Los minutos iban corriendo y yo empezaba a desesperarme al ver que algunas sospechosas ya se habían retirado y algunas nuevas iban ingresando. Todas podían ser ella o ella podía ser todas a la vez. Sin embargo cerca de mí había alguien que me recordaba a Leticia. Pero ella no me miraba, no parecía buscar a nadie. Se limitaba a mirar hacia fuera. Deduje, aunque no podría afirmarlo con exactitud, que esa era la misma mesa en la que nos dijimos adiós por última vez, treinta años atrás.
Empezaba el otoño, lo recuerdo como si fuese hoy, y Leticia estaba como ahora, con la mirada hacia afuera; y pensaba, no dejaba de pensar en otra cosa que en su viaje a Nueva York. Su cara reflejaba el miedo de saber que su vida ya no sería la misma de antes. Recuerdo su libro de inglés desparramado sobre la mesa, las cartas y presentes de sus amigas y algunas fotos de nuestra clase que yo le regalé para que no se olvidara de su pasado junto a mí. Pero no me animé a decírselo. No me animé a decirle que me gustaba tanto y que yo no pensaba en otra cosa que en ella. Ni en ese momento, ni ahora en este mismo bar
¿Tanto miedo teníamos de volvernos a ver? , pensaba, mientras miraba a la nueva Leticia que se reflejaba en la ventana como aquel día de otoño. ¿Valdría la pena matar a esa ilusión que yo tenia de ella, solo para que me diera un abrazo de agradecimiento? ¿Me animaría ahora a decirle que me gustaba tanto? Nos separaban dos mesas de por medio y sin embargo yo no daba el primer paso y menos el segundo. Ahí estaba Leticia mirando hacia afuera y escribiendo en silencio, mientras me esperaba, como la otra vez.
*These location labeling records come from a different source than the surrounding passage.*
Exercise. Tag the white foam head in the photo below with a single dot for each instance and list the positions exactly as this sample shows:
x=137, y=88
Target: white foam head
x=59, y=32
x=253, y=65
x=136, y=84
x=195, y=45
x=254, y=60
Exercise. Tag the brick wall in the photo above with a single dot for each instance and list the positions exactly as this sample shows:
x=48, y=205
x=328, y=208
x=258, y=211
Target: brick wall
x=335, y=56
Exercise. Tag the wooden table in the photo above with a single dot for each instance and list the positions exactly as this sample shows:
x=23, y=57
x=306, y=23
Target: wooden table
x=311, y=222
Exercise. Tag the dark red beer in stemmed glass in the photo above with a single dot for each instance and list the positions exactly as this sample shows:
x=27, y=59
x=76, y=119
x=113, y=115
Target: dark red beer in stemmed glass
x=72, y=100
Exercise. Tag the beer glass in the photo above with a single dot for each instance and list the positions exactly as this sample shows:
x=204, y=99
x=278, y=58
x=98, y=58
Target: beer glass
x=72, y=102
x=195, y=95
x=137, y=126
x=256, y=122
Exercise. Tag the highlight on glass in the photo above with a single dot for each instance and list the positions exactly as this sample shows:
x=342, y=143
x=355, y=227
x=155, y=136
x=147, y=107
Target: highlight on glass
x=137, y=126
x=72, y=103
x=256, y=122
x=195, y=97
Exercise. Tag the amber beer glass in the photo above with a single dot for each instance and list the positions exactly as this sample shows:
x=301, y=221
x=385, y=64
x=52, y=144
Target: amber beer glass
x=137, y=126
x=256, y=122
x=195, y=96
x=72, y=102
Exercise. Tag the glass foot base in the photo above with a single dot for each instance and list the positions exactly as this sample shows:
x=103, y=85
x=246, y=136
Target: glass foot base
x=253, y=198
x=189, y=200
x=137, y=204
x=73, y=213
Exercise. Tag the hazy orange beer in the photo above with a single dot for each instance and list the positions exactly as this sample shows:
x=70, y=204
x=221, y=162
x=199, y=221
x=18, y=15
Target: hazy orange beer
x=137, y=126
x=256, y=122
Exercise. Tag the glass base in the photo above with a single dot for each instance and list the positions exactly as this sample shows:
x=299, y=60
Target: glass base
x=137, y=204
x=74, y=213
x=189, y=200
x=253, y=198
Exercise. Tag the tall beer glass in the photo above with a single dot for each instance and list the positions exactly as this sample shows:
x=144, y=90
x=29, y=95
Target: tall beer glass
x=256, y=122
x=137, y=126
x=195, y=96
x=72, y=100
Era curioso porque el vidrio hacía de filtro y su reflejo en la ventana tenía como treinta años menos.
El tiempo siguió transitando y ya quedaban pocas personas en el bar. Se hacía de noche. El mozo, con la mirada inquisidora me quería echar del bar. Las sillas levantadas, el olor a lavandina, así lo sugerían, pero ni ella ni yo queríamos salir del bar. Cuando al fin decidí pagar mi cuenta e ir al baño, al volver a mi mesa descubrí que ella ya no estaba. El mozo, antes de abrirme la puerta, me dio una carta que ella me había dejado:
Como decía el cuento que me dedicaste, lo nuestro es un posible encuentro. Por más que quisiéramos no podemos cambiar lo que ya está escrito. Pero hay algo que no te conté (lo malo) y que aparece al final del relato, y es que yo me quedé ciega.